The 12 artists whose work was featured in the show had all participated in the Jerusalem artist accelerator program called Toolbox.

A featured Toolbox artist manipulates an assortment of metal sheets and bowls, in concert with her guitar and audio equipment. (photo credit: JOSH LOGUE)
A featured Toolbox artist manipulates an assortment of metal sheets and bowls, in concert with her guitar and audio equipment.
(photo credit: JOSH LOGUE)
Walking into the Toolbox art showcase in the German Colony around 7:30 p.m. on Tuesday was a little like walking into an outdoor sound-mixing booth for an earthquake movie.
One of the featured artists had arranged an assortment of metal sheets and bowls on a raised bed near the courtyard entrance, and by manipulating the objects in concert with her guitar and audio equipment, she produced deep, haunting rumbling and screeching sounds.

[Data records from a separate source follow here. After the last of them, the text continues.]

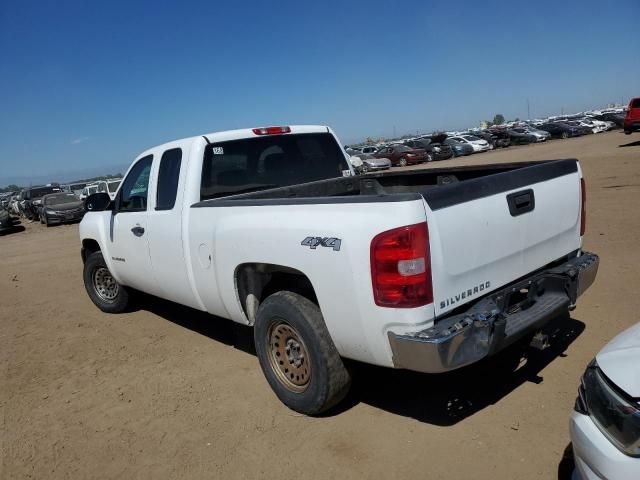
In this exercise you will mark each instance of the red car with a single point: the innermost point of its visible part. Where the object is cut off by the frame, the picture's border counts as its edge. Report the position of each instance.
(632, 119)
(401, 155)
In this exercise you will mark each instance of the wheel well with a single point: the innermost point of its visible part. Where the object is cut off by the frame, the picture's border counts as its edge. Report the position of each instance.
(256, 281)
(89, 246)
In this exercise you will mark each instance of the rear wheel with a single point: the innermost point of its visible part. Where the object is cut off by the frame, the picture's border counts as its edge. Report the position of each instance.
(297, 355)
(105, 292)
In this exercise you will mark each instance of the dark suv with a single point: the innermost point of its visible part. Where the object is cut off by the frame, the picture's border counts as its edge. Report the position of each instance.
(632, 118)
(33, 200)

Offputting, but also not quite like anything you’ve likely heard before – definitely a unique sound.
The 12 artists whose work was featured in the show had all participated in the Jerusalem artist accelerator program called Toolbox.
“We think that these days, an artist has to know how to do everything,” said Einat Ashdot, who started the program five years ago to give young Jerusalem artists the tools to live and work creatively in the city. “We believe you can’t just be an artist who does the art, and finds some other guy to take care of all the dirty work.”

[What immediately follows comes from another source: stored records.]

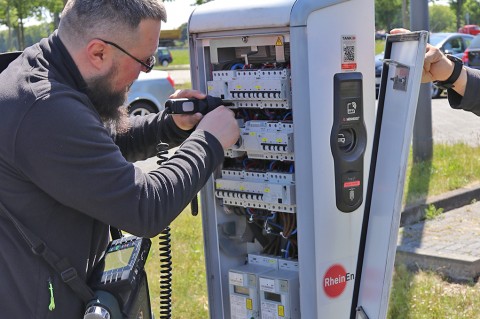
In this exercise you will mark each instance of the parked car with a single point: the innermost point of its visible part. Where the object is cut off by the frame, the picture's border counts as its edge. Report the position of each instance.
(164, 56)
(448, 43)
(149, 92)
(471, 56)
(472, 29)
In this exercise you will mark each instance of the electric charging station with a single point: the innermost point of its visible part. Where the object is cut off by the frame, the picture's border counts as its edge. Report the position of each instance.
(289, 224)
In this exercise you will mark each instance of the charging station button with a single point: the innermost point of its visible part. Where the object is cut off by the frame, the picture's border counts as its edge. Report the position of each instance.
(352, 188)
(351, 110)
(346, 140)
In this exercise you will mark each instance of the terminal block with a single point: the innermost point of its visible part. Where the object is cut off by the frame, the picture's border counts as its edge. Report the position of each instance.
(275, 195)
(265, 140)
(262, 88)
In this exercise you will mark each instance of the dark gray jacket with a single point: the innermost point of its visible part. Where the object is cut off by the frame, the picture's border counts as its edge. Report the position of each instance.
(65, 177)
(471, 99)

With Toolbox, under the auspices of the New Spirit (Ruah Hadasha) nonprofit, Ashdot works to impart practical skills and knowledge that young artists won’t have learned in school.
“They study for three or four years at the art school about how to design their unique concepts in art, but not about what to do the day after school,” she maintained, adding they don’t learn about marketing, raising money and building budgets, nor about who works in the city, who they can cooperate with and what’s going artistically in the capital. “The main idea was to give them the toolbox to get by in the real world.”
At first they catered specifically to live performances, but the program has since expanded to include a variety of mediums. Tuesday’s annual showcase featured photographers, filmmakers, musicians and live performers.
Later in the evening, on a large outdoor stage blanketed in what looked like feathers, two performers alternately danced, writhed, jumped or lay still, sometimes flinging the feathers frantically or sweeping them up into piles as live music played and the backlit stage shifted from deep purple to violet to yellow to white.
Ouria Tadmor, a freelance photojournalist and artist whose work was also featured at the event, said he spent 10 years taking photos that went right into his drawer – and “without this program, they would have stayed there.”
In addition to those practical tools, he noted, the program also provides a community and support system.
In an exercise early on in the program, each of the artists received feedback from all the others.
It turns out, Tadmor detailed, “people are very interested in what I had to say. I didn’t know that.”
Now, after 10 years, he has a book out; his photos, all focused on transit and transportation in Jerusalem, will hang in galleries.
He’s exactly the kind of independent artist Ashdot is trying to support and keep in the Holy City.
“We have the students and we have the big institutes [in Jerusalem],” Ashdot stressed. “But we don’t have enough of the small dance groups, the new musical groups or the independent artists who still don’t belong to this institute or another.